I think that why there are repetitive appearance of photos in the Director Kangyu’s works may be related to this. There is some implication in the fact that the first scenes of <Itaewon> and “Sand” start with the shooting of the photo of the target object. In addition to the first scene, there are many characters who subsequently appeared in the film without any clear context like the remembrance contained in the photo and video clip. As the photo which is the material copy of a thing, shows a person’s accumulated recollection, Director Kangyu also succeeded in revealing something in a similar way. It can be a individual memory or history impressed on face of the filmmakers, or natural inherent history of the space that we have forgotten in a saturation of cascading spectacles and capital of the society. Director Kangyu also reveals the moment of self exposure throughout the resisting process of individual and spatial history from effacement free from any contrived forms. Therefore, it can be said that the Director Kangyu’s film is not the film of script and explanation but the film filled with the landscape and conversation. It may be that this moderate attitude is the element of effectively showing the characteristics of Director Kangyu who put more emphasis on the production of documentary rather than drama film in which the director leads the story with more active involvement.

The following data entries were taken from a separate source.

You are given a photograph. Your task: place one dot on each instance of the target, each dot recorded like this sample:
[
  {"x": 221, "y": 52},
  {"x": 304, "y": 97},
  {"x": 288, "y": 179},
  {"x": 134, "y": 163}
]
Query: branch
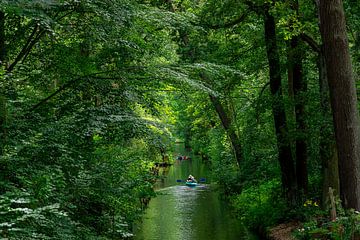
[
  {"x": 62, "y": 88},
  {"x": 230, "y": 24},
  {"x": 25, "y": 49},
  {"x": 311, "y": 42}
]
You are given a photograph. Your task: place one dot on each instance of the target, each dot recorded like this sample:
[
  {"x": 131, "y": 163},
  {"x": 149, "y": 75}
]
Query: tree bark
[
  {"x": 226, "y": 122},
  {"x": 299, "y": 88},
  {"x": 285, "y": 157},
  {"x": 3, "y": 107},
  {"x": 343, "y": 99},
  {"x": 328, "y": 150}
]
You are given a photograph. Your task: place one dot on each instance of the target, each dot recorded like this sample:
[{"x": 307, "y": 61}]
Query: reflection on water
[{"x": 180, "y": 212}]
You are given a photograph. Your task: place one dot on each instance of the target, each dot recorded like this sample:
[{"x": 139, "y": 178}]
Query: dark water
[{"x": 188, "y": 213}]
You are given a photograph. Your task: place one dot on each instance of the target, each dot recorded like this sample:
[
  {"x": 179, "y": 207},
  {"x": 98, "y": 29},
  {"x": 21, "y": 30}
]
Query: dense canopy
[{"x": 94, "y": 93}]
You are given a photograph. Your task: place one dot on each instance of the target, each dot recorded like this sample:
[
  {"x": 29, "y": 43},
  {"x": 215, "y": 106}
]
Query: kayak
[{"x": 191, "y": 183}]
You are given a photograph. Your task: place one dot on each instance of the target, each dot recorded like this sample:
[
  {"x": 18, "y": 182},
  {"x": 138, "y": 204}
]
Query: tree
[{"x": 343, "y": 99}]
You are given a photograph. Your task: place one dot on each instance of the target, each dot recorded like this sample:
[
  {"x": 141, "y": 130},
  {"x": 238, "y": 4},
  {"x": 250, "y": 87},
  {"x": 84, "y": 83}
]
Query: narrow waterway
[{"x": 188, "y": 213}]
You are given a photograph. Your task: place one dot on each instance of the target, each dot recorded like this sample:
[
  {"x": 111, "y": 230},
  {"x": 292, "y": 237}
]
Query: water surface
[{"x": 180, "y": 212}]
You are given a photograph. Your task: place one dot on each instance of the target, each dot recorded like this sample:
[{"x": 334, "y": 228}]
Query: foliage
[{"x": 261, "y": 207}]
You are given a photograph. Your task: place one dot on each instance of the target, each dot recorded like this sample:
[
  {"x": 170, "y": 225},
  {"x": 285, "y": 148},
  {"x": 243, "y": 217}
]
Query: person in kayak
[{"x": 191, "y": 179}]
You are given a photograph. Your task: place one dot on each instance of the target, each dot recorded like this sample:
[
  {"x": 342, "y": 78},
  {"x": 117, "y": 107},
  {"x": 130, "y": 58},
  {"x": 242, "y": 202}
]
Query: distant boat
[{"x": 191, "y": 184}]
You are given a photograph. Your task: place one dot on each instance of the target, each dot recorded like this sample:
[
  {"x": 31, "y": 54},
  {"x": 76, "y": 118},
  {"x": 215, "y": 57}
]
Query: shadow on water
[{"x": 180, "y": 212}]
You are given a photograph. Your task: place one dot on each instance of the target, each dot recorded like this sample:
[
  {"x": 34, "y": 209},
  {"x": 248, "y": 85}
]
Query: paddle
[{"x": 202, "y": 180}]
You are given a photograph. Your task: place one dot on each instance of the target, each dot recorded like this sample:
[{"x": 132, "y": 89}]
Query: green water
[{"x": 188, "y": 213}]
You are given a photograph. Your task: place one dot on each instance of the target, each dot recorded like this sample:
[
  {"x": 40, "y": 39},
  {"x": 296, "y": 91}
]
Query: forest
[{"x": 94, "y": 93}]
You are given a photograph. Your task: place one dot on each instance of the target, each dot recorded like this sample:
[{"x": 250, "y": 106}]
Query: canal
[{"x": 188, "y": 213}]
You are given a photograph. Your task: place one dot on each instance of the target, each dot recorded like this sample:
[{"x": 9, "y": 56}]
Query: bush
[{"x": 261, "y": 206}]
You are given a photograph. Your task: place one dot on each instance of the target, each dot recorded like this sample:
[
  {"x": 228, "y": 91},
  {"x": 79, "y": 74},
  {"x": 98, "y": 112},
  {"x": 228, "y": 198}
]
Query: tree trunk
[
  {"x": 285, "y": 158},
  {"x": 3, "y": 107},
  {"x": 226, "y": 122},
  {"x": 299, "y": 89},
  {"x": 343, "y": 99},
  {"x": 328, "y": 151}
]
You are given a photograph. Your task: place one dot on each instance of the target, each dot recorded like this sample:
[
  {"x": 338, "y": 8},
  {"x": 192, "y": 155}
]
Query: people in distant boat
[{"x": 191, "y": 179}]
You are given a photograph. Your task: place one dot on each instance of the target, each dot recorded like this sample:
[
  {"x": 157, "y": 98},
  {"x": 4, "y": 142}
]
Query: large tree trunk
[
  {"x": 285, "y": 158},
  {"x": 299, "y": 89},
  {"x": 343, "y": 99},
  {"x": 226, "y": 122},
  {"x": 3, "y": 108},
  {"x": 328, "y": 151}
]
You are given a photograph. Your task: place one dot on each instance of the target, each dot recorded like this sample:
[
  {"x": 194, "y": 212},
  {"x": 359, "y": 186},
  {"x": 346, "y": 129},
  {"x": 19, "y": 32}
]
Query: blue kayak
[{"x": 191, "y": 183}]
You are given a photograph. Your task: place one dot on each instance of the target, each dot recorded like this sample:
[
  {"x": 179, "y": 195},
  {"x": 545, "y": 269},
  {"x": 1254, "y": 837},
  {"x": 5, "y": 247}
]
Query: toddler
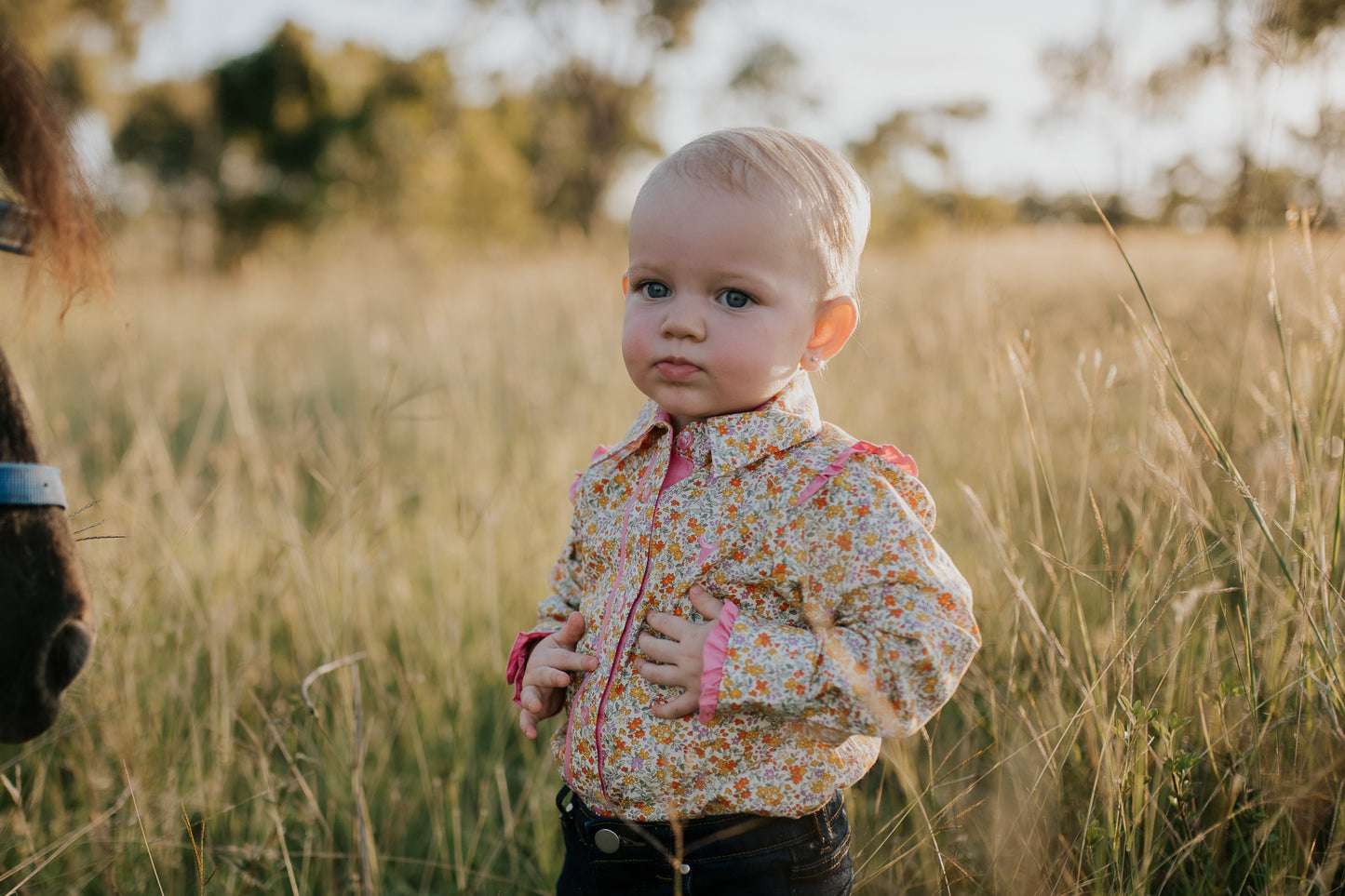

The characteristics of “being free” as described before is not only exposed in the individual works but also expressed in all works produced by Director Kangyu. Though the targets in his works are independently shot, they have the relation and share a loose connection each other as if they breath together. The act of the father touching the hair of the mother in the film <Sand> appears again in the films <The Jinju Hair Salon> and <Itaewon> as the act of touching the hairs. In addition although three works are about the space and re-development, it has common ground in that they contain the opinion on the persons who live as women in Korea. In addition, those consciousness of problem has been expanded with more recent works. In that sense, <Itaewon> is not only the work on the redevelopment of Itaewon area but also the charge against Korean society where the discrimination against women are rampant. Although each of three work talks about its unique story, they are interconnected as if they are just the cell of one life and then diversified to expand their scope. It may not be a coincidence that Director Kangyu who has always kept his eye on problems of women and the space as a process but not as a completion was hostile to “misogyny in the plaza” in <Candle Wave Feminists>. This is the reason why we cannot wait to see not just the recently announced <Candle Wave Feminists> but his next film now under its progress.